For a time I attempted to keep up two blogs, Lion Lamb, which you're reading now, and Groundling, which was devoted to environmental and eco-faith themes. I simply didn't have the time or energy to sustain both, so the faith and ecology postings went back to my Lion Lamb blog.

I called the other blog Groundling because it is Professor William Brown's translation of the Hebrew description of Adam, the earth person of Genesis. I like the notion that we are all groundlings. As we affirmed yesterday on Ash Wednesday, from dust we have come, and to dust or earth we shall return. It's when we forget our earthiness and groundedness that we get into trouble.

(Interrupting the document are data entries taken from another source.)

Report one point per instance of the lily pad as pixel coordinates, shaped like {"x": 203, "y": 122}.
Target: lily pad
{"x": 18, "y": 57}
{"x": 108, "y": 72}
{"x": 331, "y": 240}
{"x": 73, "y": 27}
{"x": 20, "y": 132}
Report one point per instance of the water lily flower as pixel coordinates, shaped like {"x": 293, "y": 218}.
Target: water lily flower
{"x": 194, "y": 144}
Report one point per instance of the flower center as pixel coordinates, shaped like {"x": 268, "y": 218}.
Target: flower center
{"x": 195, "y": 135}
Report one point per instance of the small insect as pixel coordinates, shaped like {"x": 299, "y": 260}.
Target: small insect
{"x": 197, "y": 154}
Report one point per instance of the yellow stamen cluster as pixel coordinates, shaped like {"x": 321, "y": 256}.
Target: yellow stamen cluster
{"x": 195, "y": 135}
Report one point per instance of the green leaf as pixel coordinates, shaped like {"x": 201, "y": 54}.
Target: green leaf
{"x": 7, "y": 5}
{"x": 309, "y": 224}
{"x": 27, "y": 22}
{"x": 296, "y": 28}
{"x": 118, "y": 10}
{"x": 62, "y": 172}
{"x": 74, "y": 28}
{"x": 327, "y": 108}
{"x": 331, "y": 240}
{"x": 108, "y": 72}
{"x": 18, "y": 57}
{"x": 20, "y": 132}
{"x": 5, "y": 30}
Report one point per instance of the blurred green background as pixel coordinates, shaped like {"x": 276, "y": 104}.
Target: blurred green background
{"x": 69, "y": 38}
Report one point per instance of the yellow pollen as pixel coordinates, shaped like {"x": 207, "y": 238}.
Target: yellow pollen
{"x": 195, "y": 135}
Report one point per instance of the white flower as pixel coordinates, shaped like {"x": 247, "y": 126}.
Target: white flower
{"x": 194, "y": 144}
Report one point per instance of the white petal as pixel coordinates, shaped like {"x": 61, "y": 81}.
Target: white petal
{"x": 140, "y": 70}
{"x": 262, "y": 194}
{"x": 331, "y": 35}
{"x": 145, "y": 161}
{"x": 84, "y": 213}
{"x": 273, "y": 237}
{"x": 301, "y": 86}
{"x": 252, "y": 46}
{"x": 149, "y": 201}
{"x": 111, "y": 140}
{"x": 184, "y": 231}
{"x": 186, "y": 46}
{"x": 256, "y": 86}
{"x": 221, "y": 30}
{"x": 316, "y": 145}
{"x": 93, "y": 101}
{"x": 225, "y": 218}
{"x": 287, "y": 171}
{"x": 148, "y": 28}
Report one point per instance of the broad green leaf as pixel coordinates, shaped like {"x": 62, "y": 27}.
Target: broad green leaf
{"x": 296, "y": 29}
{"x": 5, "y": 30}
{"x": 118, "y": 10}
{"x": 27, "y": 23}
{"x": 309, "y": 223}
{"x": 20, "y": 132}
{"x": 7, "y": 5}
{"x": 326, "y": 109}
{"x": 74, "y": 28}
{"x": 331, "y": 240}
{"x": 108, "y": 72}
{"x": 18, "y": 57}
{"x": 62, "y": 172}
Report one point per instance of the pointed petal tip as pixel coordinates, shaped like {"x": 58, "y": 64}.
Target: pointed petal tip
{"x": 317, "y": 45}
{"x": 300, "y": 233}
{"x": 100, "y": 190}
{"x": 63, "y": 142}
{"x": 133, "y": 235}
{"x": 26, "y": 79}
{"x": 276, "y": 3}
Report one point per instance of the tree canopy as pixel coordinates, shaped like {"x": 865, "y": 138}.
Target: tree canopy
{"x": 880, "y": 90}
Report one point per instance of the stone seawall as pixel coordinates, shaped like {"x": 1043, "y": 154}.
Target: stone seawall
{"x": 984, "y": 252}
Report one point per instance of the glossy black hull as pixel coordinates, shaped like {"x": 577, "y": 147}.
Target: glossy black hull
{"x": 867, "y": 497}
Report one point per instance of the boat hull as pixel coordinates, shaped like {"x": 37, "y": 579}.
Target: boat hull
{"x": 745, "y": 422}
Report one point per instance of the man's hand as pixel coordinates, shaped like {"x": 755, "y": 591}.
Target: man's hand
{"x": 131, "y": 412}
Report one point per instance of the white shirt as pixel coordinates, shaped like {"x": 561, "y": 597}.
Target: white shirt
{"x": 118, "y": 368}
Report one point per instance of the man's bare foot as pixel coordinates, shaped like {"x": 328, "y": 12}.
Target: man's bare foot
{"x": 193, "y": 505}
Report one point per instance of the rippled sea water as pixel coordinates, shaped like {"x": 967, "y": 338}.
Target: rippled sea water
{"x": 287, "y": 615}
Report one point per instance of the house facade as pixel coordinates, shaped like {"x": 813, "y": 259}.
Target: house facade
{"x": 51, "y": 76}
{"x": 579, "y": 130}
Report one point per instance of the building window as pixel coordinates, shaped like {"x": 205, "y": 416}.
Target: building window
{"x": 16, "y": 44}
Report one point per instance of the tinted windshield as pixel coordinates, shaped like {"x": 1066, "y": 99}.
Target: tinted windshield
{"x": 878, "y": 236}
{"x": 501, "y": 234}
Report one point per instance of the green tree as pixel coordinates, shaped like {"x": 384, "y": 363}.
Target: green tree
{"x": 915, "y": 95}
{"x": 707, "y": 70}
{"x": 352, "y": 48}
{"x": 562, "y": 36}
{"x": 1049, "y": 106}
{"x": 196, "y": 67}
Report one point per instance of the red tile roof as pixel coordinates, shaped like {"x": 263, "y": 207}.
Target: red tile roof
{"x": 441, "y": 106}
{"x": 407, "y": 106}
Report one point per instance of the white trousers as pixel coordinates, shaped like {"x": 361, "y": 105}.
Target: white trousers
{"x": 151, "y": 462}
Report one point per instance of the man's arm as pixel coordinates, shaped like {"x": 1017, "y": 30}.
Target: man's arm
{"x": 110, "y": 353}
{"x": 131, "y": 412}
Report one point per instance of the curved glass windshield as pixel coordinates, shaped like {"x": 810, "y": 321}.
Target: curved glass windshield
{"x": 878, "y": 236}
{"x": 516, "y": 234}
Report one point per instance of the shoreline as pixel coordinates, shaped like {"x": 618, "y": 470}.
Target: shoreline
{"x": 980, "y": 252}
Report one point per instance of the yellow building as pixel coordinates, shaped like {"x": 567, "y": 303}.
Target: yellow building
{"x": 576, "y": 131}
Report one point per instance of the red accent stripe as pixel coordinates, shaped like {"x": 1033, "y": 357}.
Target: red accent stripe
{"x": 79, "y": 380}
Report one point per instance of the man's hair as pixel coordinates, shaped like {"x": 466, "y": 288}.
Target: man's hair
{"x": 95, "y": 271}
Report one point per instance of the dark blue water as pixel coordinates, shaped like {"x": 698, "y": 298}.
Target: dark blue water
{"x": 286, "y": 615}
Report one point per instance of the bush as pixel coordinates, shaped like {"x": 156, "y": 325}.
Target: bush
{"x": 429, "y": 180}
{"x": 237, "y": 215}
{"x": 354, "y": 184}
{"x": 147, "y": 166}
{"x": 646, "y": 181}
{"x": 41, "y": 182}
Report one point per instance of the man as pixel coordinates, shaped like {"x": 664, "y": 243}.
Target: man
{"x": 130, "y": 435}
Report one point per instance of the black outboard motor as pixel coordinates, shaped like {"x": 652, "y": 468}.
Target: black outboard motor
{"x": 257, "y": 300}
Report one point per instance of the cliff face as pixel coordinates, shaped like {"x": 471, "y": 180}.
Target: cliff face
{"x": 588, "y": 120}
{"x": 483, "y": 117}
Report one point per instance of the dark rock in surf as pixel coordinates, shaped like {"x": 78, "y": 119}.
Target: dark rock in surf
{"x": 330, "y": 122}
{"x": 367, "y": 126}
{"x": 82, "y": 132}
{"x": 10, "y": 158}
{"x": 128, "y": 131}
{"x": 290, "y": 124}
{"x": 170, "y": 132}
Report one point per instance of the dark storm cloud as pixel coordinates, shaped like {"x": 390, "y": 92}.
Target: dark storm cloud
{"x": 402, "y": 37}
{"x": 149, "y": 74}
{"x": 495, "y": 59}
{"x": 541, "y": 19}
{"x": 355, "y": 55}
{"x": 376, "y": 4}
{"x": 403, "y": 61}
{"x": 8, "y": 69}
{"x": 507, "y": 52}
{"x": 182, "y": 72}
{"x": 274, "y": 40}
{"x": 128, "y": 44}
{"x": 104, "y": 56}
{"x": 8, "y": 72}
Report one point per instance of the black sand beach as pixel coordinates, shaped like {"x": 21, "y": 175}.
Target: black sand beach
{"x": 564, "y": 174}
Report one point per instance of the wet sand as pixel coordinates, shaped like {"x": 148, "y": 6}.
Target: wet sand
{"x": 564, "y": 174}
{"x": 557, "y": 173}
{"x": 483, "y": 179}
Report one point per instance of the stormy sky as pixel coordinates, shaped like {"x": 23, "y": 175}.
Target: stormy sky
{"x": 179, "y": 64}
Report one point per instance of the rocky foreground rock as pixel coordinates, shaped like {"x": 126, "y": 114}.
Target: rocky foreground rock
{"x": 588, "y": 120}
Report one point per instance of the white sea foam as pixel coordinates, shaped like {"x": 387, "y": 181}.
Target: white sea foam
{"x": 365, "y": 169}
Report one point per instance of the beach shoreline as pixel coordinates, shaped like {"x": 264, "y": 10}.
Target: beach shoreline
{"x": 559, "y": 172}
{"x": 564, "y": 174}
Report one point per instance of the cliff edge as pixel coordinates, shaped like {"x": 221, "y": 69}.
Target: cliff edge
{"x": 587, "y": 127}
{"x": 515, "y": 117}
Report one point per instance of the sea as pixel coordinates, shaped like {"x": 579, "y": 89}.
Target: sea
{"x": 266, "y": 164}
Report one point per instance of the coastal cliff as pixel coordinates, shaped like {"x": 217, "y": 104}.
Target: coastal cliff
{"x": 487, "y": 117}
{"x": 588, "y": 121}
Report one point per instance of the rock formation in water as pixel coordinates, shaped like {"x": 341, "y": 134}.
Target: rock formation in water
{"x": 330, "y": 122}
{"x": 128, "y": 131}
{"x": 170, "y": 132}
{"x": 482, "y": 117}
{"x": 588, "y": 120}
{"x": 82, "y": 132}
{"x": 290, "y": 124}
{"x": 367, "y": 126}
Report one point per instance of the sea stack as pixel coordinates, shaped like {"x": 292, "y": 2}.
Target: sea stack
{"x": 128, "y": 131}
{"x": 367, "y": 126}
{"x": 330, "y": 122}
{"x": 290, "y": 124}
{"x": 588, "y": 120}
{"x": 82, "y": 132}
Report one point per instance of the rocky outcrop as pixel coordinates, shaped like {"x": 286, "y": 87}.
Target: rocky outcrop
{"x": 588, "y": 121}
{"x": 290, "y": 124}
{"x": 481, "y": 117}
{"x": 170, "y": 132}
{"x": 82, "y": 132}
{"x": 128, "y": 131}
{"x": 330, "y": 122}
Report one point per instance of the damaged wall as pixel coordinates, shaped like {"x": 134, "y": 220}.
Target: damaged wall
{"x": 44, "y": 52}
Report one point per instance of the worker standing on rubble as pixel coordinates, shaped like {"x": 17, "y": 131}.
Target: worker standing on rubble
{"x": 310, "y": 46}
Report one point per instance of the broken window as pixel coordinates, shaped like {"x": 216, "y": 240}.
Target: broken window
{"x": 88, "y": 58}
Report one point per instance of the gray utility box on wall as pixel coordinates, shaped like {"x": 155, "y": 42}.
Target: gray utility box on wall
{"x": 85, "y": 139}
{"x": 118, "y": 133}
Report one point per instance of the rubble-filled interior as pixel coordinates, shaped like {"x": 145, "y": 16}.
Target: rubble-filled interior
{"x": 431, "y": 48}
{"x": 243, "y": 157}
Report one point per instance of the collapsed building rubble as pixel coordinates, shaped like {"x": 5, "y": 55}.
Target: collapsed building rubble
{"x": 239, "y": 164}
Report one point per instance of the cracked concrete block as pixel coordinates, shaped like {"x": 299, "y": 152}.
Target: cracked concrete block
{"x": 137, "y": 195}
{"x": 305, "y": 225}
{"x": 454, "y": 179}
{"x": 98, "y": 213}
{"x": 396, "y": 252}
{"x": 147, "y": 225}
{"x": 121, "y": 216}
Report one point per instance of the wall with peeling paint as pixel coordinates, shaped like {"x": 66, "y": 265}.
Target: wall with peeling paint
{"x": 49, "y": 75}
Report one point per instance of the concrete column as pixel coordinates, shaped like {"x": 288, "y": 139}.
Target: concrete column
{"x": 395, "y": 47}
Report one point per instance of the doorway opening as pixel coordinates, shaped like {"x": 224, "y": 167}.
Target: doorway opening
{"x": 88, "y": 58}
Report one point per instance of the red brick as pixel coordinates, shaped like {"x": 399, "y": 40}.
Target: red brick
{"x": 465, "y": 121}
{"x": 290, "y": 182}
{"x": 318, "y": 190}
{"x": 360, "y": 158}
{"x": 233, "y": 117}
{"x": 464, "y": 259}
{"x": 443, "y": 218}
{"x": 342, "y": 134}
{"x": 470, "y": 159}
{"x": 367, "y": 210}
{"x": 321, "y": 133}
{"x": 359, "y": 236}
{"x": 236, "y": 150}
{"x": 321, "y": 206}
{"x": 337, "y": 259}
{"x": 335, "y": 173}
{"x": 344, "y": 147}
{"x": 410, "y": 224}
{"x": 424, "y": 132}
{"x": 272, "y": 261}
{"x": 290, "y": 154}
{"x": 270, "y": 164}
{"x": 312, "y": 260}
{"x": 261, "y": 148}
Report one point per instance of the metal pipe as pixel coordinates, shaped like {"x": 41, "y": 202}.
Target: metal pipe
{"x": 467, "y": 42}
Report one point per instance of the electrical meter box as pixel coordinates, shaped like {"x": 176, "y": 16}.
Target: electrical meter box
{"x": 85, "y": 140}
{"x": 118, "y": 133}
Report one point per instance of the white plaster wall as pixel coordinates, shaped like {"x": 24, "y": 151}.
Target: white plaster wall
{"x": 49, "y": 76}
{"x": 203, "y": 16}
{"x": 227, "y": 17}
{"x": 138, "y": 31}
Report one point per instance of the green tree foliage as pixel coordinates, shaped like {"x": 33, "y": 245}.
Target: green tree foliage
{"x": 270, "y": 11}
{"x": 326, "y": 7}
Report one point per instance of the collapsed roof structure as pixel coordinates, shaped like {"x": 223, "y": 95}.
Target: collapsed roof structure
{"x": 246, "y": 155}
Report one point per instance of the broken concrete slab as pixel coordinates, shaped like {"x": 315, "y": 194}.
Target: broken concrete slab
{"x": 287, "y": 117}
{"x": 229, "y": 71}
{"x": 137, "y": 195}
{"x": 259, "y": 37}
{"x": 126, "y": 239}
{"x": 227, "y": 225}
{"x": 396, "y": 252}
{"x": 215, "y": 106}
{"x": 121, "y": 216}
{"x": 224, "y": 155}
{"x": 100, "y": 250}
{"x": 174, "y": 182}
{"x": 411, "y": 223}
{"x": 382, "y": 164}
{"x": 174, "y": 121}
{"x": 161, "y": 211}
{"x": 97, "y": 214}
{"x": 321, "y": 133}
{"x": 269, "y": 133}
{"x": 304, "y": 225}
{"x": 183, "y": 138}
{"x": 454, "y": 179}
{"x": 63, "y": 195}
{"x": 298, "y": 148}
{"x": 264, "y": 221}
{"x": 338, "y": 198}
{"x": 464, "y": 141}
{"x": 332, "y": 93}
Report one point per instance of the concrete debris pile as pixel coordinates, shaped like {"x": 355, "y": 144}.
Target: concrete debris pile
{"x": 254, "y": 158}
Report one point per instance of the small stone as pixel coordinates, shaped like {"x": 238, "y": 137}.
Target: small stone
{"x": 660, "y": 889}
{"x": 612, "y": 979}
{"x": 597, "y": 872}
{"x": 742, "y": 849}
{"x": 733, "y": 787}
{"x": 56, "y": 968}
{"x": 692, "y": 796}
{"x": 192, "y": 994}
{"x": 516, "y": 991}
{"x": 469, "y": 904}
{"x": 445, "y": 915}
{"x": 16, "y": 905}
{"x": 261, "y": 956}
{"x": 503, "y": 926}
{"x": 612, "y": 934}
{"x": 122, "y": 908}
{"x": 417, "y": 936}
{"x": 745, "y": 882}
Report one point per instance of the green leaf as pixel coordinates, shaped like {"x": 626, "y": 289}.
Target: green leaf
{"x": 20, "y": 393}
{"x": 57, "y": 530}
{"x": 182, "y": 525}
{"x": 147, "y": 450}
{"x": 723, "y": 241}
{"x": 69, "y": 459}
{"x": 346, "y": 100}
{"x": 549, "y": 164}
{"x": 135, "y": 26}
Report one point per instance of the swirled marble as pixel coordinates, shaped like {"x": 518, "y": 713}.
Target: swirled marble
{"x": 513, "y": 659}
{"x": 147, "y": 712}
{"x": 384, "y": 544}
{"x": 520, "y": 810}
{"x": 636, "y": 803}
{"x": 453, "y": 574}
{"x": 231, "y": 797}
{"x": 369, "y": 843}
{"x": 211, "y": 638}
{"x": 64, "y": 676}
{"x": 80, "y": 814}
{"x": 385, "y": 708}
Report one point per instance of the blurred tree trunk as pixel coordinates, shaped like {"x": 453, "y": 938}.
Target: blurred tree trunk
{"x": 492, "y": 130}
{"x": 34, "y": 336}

We act as though we are gods and rather than living with a humus-like humility we engage in hubris, an arrogant pride.

If we are prolific, weed-like groundlings, what do we call creatures that are the last of their species? There are a number of words, including "relict," but a term offered a number of years ago is gaining momentum and it is "endling." It has a rather forlorn sound to it, don't you think? I read about the origins of the word endling in a  recent New Yorker article What Do You Call the Last of a Species? which included the colourful yet unsettling image seen above.


Thylacine, or Tasmanian Tiger. Extinct

Endling, In a world of remarkable complexity and diversity the number of species on this ark which is planet Earth is diminishing, and the disappearance is picking up momentum. We humans can't seem to grasp that our success will ultimately require the survival and flourishing of other species, We are such rapacious consumers of everything that habitats are degraded or disappear, and so do the creatures in them. Our short-term thriving as a species could be our downfall.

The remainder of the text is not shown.